Our current work is motivated by our experiences applying DA and RJMCMC to a variety of mark–recapture data sets. Both DA and RJMCMC avoid the need for explicit integration by working with complete data likelihoods (CDL) in place of the observed data likelihood. These CDL are constructed by adding extra, unobserved random variables to the data that would simplify computation of the likelihood, if observed (Dempster, Laird & Rubin 1977; Gelman *et al*. 2003, section 7.2).

We have found that the chains constructed by these algorithms may be computationally inefficient1 in that they mix poorly and take a long time to generate a representative sample from the posterior distribution. This seems especially true when the models include time-dependent, individual covariates or other multidimensional covariates that make the likelihood difficult to evaluate numerically. All MCMC methods work by constructing a Markov chain that has the posterior distribution as its unique stationary distribution. Samples from the posterior distribution are generated by simulating sufficiently long realizations of the Markov chain, and these samples are used to estimate posterior summary statistics. The challenge with DA and RJMCMC is that a lot of time may be spent updating the extra variables added to the CDL when a small fraction of the population is captured and marked. Moreover, we have found that the chains can have high autocorrelation meaning that large samples are needed to estimate posterior summary statistics accurately.

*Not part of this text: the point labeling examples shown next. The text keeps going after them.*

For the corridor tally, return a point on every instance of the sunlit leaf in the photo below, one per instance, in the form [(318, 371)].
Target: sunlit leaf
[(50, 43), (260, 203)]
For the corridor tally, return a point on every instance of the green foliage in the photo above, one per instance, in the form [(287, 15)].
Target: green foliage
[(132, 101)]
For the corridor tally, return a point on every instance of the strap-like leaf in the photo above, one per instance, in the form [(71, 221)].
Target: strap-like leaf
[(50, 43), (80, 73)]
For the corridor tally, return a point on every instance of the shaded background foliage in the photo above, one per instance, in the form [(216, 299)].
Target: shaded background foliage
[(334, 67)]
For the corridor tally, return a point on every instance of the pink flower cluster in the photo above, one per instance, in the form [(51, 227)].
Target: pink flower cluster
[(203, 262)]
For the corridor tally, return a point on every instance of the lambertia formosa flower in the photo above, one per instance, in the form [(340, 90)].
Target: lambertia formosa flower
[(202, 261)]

We explore the use of MCWM as an alternative to these algorithms for fitting mark–recapture models with individual covariates. We focus on a simple, closed population model with one individual covariate as an example of the method and provide results of a simulation study comparing MCWM, DA and RJMCMC. We also apply our method to data on meadow voles (*Microtus pennsylvanicus*) collected at the Patuxent Wildlife Research Center in 1981 and 1982 (Nichols *et al*. 1992) and compare the results with DA and RJMCMC. Although this data was collected using a robust design, we only consider the information from the final primary period and model capture probability as a function of a vole's average observed body mass. Previous analysis of this data has shown a significant, positive relationship between capture probability and body mass (Schofield & Barker 2011), and abundance estimates that ignore this heterogeneity would be biased.